In province come Milano, Monza-Brianza o Bologna, abbiamo assistito a un calo del 22% del fatturato generato dalle slot machine fisiche negli ultimi tre anni. Non significa che la gente ha smesso di giocare: significa che il denaro si è semplicemente spostato sui server. Al contrario, in alcune province del Sud o nelle aree interne, il gioco normative gioco d'azzardo online 2024 fisico resiste per una questione di abitudine e, talvolta, per una minore alfabetizzazione digitale.
Ma attenzione: il gioco online, a differenza di quello fisico, non lascia "tracce" territoriali visibili.
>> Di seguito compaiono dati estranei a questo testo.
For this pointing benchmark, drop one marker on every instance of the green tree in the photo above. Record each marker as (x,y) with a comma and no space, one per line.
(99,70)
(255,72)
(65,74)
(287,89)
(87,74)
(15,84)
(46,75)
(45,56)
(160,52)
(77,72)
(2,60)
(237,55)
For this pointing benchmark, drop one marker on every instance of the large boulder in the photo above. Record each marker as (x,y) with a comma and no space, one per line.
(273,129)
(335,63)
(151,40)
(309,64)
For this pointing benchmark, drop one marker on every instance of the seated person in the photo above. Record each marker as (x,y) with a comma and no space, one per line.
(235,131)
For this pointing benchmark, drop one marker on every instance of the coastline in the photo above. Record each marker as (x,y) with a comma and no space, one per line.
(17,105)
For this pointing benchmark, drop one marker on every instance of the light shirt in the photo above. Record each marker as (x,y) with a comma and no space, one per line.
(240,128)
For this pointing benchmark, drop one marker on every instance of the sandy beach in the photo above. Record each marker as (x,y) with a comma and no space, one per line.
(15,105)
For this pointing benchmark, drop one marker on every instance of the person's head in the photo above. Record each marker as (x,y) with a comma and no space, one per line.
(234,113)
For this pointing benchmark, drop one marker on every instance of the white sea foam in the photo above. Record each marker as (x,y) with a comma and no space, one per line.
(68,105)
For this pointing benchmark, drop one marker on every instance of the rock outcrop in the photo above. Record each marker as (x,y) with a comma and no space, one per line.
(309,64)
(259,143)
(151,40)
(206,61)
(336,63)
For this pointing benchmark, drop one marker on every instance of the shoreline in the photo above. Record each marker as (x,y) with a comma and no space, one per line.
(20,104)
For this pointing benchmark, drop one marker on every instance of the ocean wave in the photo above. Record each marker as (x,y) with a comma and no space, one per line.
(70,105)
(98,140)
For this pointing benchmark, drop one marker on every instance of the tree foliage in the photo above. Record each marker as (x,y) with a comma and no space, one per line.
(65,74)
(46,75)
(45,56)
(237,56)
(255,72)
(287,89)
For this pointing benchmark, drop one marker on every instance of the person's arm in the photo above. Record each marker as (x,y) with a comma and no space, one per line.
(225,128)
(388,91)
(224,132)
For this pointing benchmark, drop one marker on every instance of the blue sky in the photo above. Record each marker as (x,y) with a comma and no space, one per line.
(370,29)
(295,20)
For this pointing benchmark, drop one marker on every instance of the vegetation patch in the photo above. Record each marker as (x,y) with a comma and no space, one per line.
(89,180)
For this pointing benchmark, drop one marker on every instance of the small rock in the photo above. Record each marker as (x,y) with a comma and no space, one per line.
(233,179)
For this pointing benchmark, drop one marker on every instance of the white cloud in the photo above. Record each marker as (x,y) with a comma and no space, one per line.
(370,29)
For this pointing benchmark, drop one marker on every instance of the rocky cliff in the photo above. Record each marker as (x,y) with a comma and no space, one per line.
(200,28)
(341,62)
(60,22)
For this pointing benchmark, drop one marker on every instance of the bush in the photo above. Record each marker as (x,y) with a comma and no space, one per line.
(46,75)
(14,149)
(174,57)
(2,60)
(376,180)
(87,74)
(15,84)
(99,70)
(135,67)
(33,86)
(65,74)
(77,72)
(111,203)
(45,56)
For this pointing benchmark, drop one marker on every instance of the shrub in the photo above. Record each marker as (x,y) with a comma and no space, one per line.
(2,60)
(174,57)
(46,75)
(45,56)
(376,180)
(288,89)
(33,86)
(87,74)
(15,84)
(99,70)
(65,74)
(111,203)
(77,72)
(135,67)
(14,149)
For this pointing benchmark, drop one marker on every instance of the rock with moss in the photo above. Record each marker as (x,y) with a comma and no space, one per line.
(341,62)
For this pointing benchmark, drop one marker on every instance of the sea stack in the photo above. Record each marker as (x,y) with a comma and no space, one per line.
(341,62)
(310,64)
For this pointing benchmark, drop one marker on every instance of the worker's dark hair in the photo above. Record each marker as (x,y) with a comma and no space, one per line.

Non c'è il degrado urbano di una sala slot https://varimail.com/articles/quanti-conti-di-gioco-online-attivi-ci-sono-in-italia-nel-2024-analisi-di-un-mercato-che-ha-cambiato-pelle/ chiusa, ma c'è un impoverimento silenzioso delle famiglie che si consuma tra le mura domestiche. Non ci sono denunce per disturbo della quiete pubblica, ma ci sono richieste di aiuto ai SerD (Servizi per le Dipendenze) che aumentano costantemente. La sfida sociale è diventata invisibile.
L'impatto economico: record, non successi
Sentire parlare di "record di raccolta" online è una distorsione cognitiva che mi fa rabbrividire. Quando leggiamo che il settore ha raccolto cifre miliardarie, dobbiamo tradurlo correttamente: non è un successo industriale, è un drenaggio di ricchezza che si sposta dal consumo locale al fatturato di poche grandi concessionarie, spesso multinazionali con sede legale all'estero.
Un incremento del 15% nella raccolta online non significa che "il mercato cresce". Significa che il 15% in più di reddito disponibile — denaro che poteva essere speso in un negozio di quartiere, in un libro, o in un'attività sportiva — è finito nei flussi finanziari dell'azzardo. Per le amministrazioni locali, questo significa una contrazione dei consumi di prossimità che, nel lungo periodo, danneggia il tessuto economico di una regione.
La "Generazione Smartphone" non esiste: siamo tutti esposti
Concludendo, dire che il gioco online è una questione giovanile è un errore strategico che impedisce di fare prevenzione reale. I giovani sono i più visibili perché usano le app in modo nativo, ma gli adulti — quelli con lo stipendio accreditato sul conto — sono quelli che sostengono economicamente il sistema.
Il rischio non è più il "cattivo incontro" in una sala giochi fumosa di periferia. Il rischio è la naturalezza con cui abbiamo lasciato che l'azzardo entrasse nelle nostre tasche. Dobbiamo smettere di guardare ai dati del gioco come a statistiche di settore e iniziare a leggerli come indicatori di salute sociale. Perché, finché continueremo a confondere "facilità di accesso" con "opportunità di intrattenimento", la deriva verso l'indebitamento sarà l'unica conseguenza possibile per migliaia di famiglie italiane.

Il digitale non ha reso il gioco più "pulito", lo ha solo reso più intimo, più veloce e, in ultima analisi, molto più difficile da controllare.